High Cohesion in Programming – Definition and Importance

programming practices

I am a student who recently joined a software development company as an intern. Back at the university, one of my professors used to say that we have to strive to achieve "Low coupling and high cohesion".

I understand the meaning of low coupling. It means to keep the code of separate components separately, so that a change in one place does not break the code in another.

But what is meant by high cohesion. If it means integrating the various pieces of the same component well with each other, I dont understand how that becomes advantageous.

What is meant by high cohesion? Can an example be explained to understand its benefits?

Best Answer

One way of looking at cohesion in terms of OO is if the methods in the class are using any of the private attributes. Using metrics such as LCOM4 (Lack of Cohesive Methods), as pointed out by gnat in this answer here, you can identify classes that could be refactored. The reason you want to refactor methods or classes to be more cohesive is that it makes the code design simpler for others to use it. Trust me; most tech leads and maintenance programmers will love you when you fix these issues.

You can use tools in your build process such as Sonar to identify low cohesion in the code base. There are a couple of very common cases that I can think of where methods are low in "cohesiveness":

Case 1: Method is not related to the class at all

Consider the following example:

public class Food {
   private int _foodValue = 10;

   public void Eat() {
     _foodValue -= 1;
   }

   public void Replenish() {
     _foodValue += 1;
   }

   public void Discharge() {
     Console.WriteLine("Nnngghhh!");
   }
}

One of the methods, Discharge(), lacks cohesion because it doesn't touch any of the class's private members. In this case there is only one private member: _foodValue. If it doesn't do anything with the class internals, then does it really belong there? The method could be moved to another class that could be named e.g.FoodDischarger.

// Non-cohesive function extracted to another class, which can
// be potentially reused in other contexts
public FoodDischarger {
  public void Discharge() {
    Console.WriteLine("Nnngghhh!");
  }
}

In you're doing it in Javascript, since functions are first-class objects, the discharge can be a free function:

function Food() {
    this._foodValue = 10;
}
Food.prototype.eat = function() {
    this._foodValue -= 1;
};
Food.prototype.replenish = function() {
    this._foodValue += 1;
};

// This
Food.prototype.discharge = function() {
    console.log('Nnngghhh!');
};
// can easily be refactored to:
var discharge = function() {
    console.log('Nnngghhh!');
};
// making it easily reusable without creating a class

Case 2: Utility Class

This is actually a common case that breaks cohesion.
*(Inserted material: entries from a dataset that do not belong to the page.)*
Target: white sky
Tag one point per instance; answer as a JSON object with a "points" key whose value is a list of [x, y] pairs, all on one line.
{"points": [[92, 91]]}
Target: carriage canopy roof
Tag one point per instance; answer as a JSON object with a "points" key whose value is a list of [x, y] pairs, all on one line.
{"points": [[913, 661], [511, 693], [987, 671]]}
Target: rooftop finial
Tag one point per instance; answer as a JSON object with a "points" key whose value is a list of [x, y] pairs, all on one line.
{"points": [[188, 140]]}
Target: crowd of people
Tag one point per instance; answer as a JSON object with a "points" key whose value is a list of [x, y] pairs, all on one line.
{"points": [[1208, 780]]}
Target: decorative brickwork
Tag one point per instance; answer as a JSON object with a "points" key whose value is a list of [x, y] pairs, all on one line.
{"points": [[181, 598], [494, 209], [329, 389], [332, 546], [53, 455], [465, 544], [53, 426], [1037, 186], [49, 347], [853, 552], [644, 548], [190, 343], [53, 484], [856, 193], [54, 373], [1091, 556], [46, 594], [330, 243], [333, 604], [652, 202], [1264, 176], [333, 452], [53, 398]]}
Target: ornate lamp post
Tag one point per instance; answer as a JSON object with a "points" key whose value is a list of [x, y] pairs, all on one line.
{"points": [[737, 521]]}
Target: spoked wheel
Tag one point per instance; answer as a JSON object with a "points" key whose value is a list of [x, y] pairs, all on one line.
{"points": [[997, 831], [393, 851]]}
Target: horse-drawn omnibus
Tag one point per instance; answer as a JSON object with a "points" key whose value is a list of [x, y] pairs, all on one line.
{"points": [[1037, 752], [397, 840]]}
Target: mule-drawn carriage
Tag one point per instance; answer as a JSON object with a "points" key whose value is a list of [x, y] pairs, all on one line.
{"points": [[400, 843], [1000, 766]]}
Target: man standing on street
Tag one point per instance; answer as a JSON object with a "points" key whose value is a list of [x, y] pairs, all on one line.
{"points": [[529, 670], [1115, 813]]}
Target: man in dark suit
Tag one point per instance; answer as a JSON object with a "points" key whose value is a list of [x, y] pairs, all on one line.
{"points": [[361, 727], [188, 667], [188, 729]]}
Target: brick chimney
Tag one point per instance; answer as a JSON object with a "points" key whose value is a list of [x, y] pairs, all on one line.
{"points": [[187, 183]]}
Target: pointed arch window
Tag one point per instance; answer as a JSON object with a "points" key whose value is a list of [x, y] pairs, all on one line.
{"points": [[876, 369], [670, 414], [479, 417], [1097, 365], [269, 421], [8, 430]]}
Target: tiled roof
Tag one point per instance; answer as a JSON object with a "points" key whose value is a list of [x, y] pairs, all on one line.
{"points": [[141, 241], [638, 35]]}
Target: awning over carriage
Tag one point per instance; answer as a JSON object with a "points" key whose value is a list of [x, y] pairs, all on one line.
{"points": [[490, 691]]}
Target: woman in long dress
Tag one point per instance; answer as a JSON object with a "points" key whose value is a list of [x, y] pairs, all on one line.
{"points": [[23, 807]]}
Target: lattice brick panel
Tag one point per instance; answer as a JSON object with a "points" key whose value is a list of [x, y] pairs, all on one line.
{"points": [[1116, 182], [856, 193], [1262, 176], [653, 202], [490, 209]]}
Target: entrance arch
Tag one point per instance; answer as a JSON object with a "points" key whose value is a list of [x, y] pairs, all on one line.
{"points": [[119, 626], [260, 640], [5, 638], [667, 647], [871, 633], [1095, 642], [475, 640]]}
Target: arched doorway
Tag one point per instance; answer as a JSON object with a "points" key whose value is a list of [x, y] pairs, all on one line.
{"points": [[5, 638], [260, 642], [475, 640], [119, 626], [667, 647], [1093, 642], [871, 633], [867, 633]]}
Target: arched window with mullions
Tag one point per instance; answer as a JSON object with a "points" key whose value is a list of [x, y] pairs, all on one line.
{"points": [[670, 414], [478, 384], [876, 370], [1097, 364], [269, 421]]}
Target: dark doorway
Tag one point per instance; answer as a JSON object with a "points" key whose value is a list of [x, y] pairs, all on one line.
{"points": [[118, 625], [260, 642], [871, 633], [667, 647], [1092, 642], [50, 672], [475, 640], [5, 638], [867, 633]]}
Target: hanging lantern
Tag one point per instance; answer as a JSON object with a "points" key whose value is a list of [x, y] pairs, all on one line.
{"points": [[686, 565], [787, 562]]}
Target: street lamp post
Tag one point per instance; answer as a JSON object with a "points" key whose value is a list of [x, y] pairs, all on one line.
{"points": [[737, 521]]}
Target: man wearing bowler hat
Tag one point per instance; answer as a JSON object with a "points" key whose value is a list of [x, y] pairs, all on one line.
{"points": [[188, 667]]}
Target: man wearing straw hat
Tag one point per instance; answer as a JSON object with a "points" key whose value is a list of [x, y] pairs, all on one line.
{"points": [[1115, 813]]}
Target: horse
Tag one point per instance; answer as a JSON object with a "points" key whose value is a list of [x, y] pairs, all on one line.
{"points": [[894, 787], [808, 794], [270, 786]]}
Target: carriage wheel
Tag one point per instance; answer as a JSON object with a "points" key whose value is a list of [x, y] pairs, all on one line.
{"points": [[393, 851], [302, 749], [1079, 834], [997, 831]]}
Everyone loves utility classes, but these usually indicate design flaws and most of the time makes the codebase trickier to maintain (because of the high dependency associated with utility classes). Consider the following classes:

public class Food {
    public int FoodValue { get; set; }
}

public static class FoodHelper {

    public static void EatFood(Food food) {
        food.FoodValue -= 1;
    }

    public static void ReplenishFood(Food food) {
        food.FoodValue += 1;
    }

}

Here we can see that the utility class needs to access a property in the class Food. The methods in the utility class has no cohesion at all in this case because it needs outside resources to do it's work. In this case, wouldn't it be better to have the methods in the class they're working with itself (much like in the first case)?

Case 2b: Hidden objects in Utility Classes

There is another case of utility classes where there are unrealized domain objects. The first knee-jerk reaction a programmer has when programming string manipulation is to write a utility class for it. Like the one here that validates a couple of common string representations:

public static class StringUtils {

  public static bool ValidateZipCode(string zipcode) {
    // validation logic
  }

  public static bool ValidatePhoneNumber(string phoneNumber) {
    // validation logic
  }

}

What most don't realize here is that a zip code, a phone number, or any other string repesentation can be an object itself:

public class ZipCode {
    private string _zipCode;
    public bool Validates() {
      // validation logic for _zipCode
    }
}

public class PhoneNumber {
    private string _phoneNumber;
    public bool Validates() {
      // validation logic for _phoneNumber
    }
}

The notion that you shouldn't "handle strings" directly is detailed in this blogpost by @codemonkeyism, but is closely related to cohesion because the way programmers use strings by putting logic in utility classes.